Disclaimer: correct results are only guaranteed for texts annotated with UDPipe 2.12. Please note that syntaxcomp relies heavily on CoNLL-U Parser.

Installation

pip install syntaxcomp

Usage Example

>>> from syntaxcomp.complexity import SentenceComplexity, TextComplexity

>>> example = """
# udpipe_model = english-ewt-ud-2.12-230717
# sent_id = 1
# text = This is a text containing two sentences.
1	This	this	PRON	DT	Number=Sing|PronType=Dem	4	nsubj	_	_
2	is	be	AUX	VBZ	Mood=Ind|Number=Sing|Person=3|Tense=Pres|VerbForm=Fin	4	cop	_	_
3	a	a	DET	DT	Definite=Ind|PronType=Art	4	det	_	_
4	text	text	NOUN	NN	Number=Sing	0	root	_	_
5	containing	contain	VERB	VBG	VerbForm=Ger	4	acl	_	_
6	two	two	NUM	CD	NumForm=Word|NumType=Card	7	nummod	_	_
7	sentences	sentence	NOUN	NNS	Number=Plur	5	obj	_	SpaceAfter=No
8	.	.	PUNCT	.	_	4	punct	_	_

# sent_id = 2
# text = This is the second sentence.
1	This	this	PRON	DT	Number=Sing|PronType=Dem	5	nsubj	_	_
2	is	be	AUX	VBZ	Mood=Ind|Number=Sing|Person=3|Tense=Pres|VerbForm=Fin	5	cop	_	_
3	the	the	DET	DT	Definite=Def|PronType=Art	5	det	_	_
4	second	second	ADJ	JJ	Degree=Pos|NumType=Ord	5	amod	_	_
5	sentence	sentence	NOUN	NN	Number=Sing	0	root	_	SpaceAfter=No
6	.	.	PUNCT	.	_	5	punct	_	SpaceAfter=No
"""

>>> tc = TextComplexity(example)
>>> tc.info()
Number of Sentences: 2
Number of Words: 12
Number of Clauses: 3
Number of T-Units: 2
Mean Sentence Length: 6.0
Mean Clause Length: 4.0
Mean T-Unit Length: 6.0
Mean Number of Clauses per Sentence: 1.5
Mean Number of Clauses per T-Unit: 1.5
Mean Tree Depth: 3
Median Tree Depth: 3.0
Minimum Tree Depth: 2
Maximum Tree Depth: 4
Mean Dependency Distance: 2.42
Node-to-Terminal-Node Ratio: 1.5
Average Levenshtein Distance between POS: 3
Average Levenshtein Distance between deprel: 4
Average NP Length: 1.8
Complex NP Ratio: 0.6
Number of Combined Clauses: 1
Number of Coordinate Clauses: 0
Number of Subordinate Clauses: 1
Coordinate to Combined Clause Ratio: 0.0
Subordinate to Combined Clause Ratio: 1.0
Coordinate to Subordinate Clause Ratio: 0.0
Coordinate Clause to Sentence Ratio: 0.0
Subordinate Clause to Sentence Ratio: 0.5
Percentage of root Clauses: 67.0%
Percentage of acl Clauses: 33.0%

Alternatively, you can directly pass the result of conllu.parse as input:

>>> from conllu import parse
>>> anno = parse(example)
>>> tc = TextComplexity(anno)

For SentenceComplexity, conllu.models.TokenList is currently the only accepted input:

>>> sc = SentenceComplexity(anno[0])
>>> sc.info()
Number of Words: 7
Number of Clauses: 2
Clauses: ['This is a text', 'containing two sentences']
Number of T-Units: 1
T-Units: ['This is a text containing two sentences']
Number of NPs: 3
NPs: ['This', 'a text', 'two sentences']
Tree Depth: 4
Mean Dependency Distance: 2
POS Chain: ['PRON', 'AUX', 'DET', 'NOUN', 'VERB', 'NUM', 'NOUN']
deprel Chain: ['nsubj', 'cop', 'det', 'root', 'acl', 'nummod', 'obj']

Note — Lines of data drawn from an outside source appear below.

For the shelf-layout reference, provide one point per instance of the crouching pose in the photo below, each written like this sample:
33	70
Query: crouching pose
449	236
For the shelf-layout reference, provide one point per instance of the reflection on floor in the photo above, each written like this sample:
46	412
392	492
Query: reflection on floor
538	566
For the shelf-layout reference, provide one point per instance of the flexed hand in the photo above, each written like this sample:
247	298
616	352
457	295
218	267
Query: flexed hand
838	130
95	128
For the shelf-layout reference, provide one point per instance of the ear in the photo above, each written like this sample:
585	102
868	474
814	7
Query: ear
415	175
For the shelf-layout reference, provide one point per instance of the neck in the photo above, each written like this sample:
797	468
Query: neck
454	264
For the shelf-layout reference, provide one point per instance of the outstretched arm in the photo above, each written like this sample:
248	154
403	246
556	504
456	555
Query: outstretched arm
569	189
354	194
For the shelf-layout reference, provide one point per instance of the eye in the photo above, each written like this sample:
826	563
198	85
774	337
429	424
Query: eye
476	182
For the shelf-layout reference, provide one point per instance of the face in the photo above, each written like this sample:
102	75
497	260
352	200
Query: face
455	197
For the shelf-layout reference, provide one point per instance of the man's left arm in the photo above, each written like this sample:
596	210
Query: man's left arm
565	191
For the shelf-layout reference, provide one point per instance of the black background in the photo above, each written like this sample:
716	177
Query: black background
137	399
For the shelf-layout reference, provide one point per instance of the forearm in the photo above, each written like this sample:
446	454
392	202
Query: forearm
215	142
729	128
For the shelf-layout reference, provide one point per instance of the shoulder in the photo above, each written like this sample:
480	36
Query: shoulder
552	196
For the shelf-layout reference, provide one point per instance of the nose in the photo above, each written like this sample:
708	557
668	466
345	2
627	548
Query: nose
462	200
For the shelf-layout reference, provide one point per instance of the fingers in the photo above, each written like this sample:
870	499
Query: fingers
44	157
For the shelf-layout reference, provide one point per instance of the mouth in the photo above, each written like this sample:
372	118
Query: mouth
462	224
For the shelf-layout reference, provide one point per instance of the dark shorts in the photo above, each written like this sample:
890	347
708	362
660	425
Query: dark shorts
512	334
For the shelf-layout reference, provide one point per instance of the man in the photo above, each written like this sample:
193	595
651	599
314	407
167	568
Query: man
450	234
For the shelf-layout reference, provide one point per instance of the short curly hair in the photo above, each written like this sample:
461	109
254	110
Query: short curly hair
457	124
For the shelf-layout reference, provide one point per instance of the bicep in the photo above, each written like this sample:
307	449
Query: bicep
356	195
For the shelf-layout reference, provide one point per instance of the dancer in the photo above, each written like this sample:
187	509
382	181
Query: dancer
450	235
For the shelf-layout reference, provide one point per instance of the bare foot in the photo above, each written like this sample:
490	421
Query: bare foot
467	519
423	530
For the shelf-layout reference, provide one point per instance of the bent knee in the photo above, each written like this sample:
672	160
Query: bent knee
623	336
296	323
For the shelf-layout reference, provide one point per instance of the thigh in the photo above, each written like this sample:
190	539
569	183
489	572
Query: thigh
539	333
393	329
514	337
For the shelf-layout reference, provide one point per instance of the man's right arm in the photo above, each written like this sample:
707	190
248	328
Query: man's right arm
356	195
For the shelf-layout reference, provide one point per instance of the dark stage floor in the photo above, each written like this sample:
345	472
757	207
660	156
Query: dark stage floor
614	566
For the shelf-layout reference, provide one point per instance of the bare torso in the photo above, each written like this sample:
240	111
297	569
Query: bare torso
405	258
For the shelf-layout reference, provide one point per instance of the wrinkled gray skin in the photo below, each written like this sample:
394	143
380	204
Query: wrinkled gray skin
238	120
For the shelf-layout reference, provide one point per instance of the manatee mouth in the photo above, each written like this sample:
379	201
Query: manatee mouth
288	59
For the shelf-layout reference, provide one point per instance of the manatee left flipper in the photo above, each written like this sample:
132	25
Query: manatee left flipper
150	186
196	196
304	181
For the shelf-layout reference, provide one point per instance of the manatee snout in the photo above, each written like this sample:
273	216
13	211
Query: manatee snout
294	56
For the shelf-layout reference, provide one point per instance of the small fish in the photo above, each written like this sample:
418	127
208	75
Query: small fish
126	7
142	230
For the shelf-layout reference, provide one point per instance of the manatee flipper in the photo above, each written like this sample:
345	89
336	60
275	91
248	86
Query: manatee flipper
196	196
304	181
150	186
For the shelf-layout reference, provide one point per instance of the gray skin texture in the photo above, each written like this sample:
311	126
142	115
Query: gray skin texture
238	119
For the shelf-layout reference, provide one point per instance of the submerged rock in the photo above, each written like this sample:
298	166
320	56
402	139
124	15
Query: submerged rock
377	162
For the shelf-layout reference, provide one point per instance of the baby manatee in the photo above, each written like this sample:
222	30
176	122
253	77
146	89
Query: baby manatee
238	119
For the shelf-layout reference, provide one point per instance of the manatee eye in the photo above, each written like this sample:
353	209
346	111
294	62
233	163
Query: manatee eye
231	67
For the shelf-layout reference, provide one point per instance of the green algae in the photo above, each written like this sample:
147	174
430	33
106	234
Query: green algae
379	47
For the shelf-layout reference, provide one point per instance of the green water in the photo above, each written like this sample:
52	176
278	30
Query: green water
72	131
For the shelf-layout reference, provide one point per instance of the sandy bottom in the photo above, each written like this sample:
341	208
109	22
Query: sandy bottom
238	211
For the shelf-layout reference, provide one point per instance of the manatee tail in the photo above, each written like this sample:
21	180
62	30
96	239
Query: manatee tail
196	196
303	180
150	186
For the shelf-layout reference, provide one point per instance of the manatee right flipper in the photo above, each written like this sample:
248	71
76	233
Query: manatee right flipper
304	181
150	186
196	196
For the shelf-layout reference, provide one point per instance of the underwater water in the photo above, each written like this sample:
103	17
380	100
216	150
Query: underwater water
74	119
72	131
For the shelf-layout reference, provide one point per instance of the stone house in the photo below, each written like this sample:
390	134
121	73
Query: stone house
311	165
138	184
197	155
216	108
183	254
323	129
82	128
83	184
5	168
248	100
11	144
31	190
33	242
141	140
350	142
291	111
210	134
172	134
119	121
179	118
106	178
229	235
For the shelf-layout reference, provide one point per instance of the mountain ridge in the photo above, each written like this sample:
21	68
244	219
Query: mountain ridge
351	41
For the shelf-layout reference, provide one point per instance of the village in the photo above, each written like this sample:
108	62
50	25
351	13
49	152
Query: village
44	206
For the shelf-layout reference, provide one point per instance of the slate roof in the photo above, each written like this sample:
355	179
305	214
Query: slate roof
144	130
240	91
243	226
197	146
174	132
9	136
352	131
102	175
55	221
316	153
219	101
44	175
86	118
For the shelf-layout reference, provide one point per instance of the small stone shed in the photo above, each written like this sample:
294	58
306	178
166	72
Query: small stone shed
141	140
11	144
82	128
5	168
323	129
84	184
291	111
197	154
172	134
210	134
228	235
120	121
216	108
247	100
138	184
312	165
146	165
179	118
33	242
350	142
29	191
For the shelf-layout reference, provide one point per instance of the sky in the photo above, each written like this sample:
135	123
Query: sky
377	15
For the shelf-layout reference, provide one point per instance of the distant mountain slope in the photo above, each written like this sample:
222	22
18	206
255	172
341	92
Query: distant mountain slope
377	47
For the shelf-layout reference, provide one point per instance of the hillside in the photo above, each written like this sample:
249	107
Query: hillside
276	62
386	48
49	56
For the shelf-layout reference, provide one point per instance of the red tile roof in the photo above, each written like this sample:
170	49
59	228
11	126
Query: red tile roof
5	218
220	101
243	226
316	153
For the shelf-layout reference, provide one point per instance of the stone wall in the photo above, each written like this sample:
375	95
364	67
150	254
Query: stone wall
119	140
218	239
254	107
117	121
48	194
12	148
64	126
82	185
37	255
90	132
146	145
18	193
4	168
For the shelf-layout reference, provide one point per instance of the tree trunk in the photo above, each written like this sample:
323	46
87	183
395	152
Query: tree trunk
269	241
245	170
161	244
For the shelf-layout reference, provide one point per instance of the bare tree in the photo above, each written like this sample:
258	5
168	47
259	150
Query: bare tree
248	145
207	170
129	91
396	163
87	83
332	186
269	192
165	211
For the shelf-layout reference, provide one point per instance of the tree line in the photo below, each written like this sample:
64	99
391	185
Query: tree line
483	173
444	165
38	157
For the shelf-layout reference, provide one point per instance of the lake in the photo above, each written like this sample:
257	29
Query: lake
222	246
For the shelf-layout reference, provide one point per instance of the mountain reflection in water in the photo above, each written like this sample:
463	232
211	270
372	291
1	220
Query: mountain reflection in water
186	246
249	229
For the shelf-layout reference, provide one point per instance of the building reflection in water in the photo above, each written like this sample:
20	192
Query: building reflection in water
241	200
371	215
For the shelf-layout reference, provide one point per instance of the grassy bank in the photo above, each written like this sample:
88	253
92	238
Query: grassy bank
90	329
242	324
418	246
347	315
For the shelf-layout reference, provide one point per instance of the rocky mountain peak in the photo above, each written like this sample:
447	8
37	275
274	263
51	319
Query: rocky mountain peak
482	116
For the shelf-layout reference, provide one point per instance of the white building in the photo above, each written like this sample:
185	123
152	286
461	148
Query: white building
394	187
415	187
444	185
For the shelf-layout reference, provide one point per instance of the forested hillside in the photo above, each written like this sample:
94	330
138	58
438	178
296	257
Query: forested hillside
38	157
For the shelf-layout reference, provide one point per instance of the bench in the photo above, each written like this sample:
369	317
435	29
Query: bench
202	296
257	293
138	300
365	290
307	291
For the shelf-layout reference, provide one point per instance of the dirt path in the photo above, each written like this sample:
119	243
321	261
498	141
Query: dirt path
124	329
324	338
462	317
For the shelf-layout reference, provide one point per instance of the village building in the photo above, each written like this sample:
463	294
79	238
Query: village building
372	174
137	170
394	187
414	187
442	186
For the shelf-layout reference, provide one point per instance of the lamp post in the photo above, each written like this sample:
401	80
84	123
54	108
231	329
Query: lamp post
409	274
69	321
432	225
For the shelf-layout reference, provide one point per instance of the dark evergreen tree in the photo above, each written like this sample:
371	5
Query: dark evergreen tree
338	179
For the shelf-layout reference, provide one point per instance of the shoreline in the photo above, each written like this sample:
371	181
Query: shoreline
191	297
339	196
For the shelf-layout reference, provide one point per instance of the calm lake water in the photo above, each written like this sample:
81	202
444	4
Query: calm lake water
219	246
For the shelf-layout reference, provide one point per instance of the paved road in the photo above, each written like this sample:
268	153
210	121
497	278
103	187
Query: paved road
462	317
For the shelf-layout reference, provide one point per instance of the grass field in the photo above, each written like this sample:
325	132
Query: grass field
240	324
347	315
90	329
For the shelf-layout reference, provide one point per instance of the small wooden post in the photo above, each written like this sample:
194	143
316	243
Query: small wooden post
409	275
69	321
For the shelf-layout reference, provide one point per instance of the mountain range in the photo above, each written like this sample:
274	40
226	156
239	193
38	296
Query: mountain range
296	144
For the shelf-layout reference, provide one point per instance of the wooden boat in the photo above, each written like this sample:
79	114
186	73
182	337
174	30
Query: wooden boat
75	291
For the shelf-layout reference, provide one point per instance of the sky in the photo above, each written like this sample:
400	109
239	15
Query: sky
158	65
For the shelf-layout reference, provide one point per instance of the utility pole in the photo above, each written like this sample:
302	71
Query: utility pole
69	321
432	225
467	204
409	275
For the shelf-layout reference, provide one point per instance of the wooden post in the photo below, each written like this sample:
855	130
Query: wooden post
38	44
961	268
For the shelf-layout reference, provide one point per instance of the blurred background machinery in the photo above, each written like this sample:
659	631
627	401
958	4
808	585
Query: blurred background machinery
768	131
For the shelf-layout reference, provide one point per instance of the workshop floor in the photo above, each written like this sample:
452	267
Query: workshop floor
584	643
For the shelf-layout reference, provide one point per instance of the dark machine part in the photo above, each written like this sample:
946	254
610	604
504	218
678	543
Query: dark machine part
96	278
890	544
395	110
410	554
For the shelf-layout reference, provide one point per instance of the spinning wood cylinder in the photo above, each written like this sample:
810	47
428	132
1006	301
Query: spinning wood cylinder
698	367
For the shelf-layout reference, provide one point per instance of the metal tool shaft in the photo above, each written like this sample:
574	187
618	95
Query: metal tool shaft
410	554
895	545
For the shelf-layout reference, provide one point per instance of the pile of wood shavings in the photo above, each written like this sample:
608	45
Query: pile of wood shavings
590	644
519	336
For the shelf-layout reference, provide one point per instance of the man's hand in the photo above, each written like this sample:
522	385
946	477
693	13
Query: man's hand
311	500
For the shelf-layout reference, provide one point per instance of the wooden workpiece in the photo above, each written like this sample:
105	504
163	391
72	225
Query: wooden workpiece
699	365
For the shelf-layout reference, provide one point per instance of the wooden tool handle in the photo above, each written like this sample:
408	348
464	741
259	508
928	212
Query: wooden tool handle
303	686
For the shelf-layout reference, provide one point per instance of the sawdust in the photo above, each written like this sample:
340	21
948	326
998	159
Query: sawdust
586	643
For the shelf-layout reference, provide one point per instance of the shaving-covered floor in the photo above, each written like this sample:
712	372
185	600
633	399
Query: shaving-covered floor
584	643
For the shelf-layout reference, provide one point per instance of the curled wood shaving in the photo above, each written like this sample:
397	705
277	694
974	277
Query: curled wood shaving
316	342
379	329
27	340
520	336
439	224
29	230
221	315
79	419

To display the text and the dependency tree, pass verbose=True (for TextComplexity, only the text will be printed):

>>> SentenceComplexity(anno[0], verbose=True)
This is a text containing two sentences.
(deprel:root) form:text lemma:text upos:NOUN [4]
    (deprel:nsubj) form:This lemma:this upos:PRON [1]
    (deprel:cop) form:is lemma:be upos:AUX [2]
    (deprel:det) form:a lemma:a upos:DET [3]
    (deprel:acl) form:containing lemma:contain upos:VERB [5]
        (deprel:obj) form:sentences lemma:sentence upos:NOUN [7]
            (deprel:nummod) form:two lemma:two upos:NUM [6]
    (deprel:punct) form:. lemma:. upos:PUNCT [8]

Project details


Download files

Download the file for your platform. If you're not sure which to choose, learn more about installing packages.

Source Distribution

syntaxcomp-0.0.1.tar.gz (21.3 kB view details)

Uploaded Source

Built Distribution

If you're not sure about the file name format, learn more about wheel file names.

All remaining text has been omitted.